Larkinsville is a historic village and populated place in Jackson County, Alabama, United States. Founded in 1828 by David Larkin, it was incorporated into the nearby City of Scottsboro in the late 1960s. In 1895, Larkinsville had a population of 216. As late as 1940, the population was 320 according to the U.S. Census. The historic Blue Spring Cemetery is located one mile southwest of the old village center.

== History ==

David Larkin, third son born to a family of pioneers in Tennessee, established a trading post at Larkin's Landing on the Tennessee River near Goosepond Island shortly after Alabama gained statehood in 1819. In the 1820s, he established a plantation of 32,000 acres two miles west of present-day Scottsboro, and the village of Larkinsville developed around it. A post office was established in 1830, with David Larkin as postmaster, and Larkinsville became the most populous town in Jackson County up until the Civil War. The first overland route through Larkinsville, now known as the Old Stage Road or County Road 30 ran from Huntland, Tennessee, across Cumberland Mountain and ended at Larkin's Landing. In 1850 the Memphis and Charleston railroad extended its line through Jackson County; David Larkin, as a railroad commissioner, established a station at Larkinsville.

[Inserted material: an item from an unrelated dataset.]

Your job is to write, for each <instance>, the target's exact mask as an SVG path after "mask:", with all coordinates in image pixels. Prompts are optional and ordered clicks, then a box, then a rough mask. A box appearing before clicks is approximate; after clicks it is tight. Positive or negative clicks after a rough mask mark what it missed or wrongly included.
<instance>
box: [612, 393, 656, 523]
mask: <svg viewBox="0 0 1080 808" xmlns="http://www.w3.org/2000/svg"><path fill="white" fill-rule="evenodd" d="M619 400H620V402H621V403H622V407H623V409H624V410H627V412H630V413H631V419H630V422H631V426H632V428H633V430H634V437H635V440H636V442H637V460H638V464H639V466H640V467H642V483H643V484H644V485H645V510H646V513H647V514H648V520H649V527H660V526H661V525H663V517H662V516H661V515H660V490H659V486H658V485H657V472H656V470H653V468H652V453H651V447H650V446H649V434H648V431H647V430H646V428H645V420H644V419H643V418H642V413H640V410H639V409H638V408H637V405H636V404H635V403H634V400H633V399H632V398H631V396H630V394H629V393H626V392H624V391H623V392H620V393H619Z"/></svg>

In the Civil War, Company K, the Larkinsville Guards, was organized in Larkinsville and served with the 4th Alabama Regiment under Captain A.C. Murray. The war devastated Larkinsville, as it did most of North Alabama. On June 30, 1862, shortly after the fall of Huntsville, the Tenth Wisconsin regiment occupied Larkinsville. As a stop along the strategically important railroad, Larkinsville would be occupied by Union forces for the remainder of the war, including the 13th Wisconsin, the 10th Iowa, the 116th Illinois, and the 101st U.S. Colored Regiment.

The postwar establishment of the county seat at Scottsboro began a gradual movement of people and business away from Larkinsville. The railroad kept the village alive into the 1930s, but Alabama State Road 35 and U.S. 72, the main east-west highways in Jackson county, bypassed Larkinsville entirely. Today the formerly thriving village remains a tiny rural community.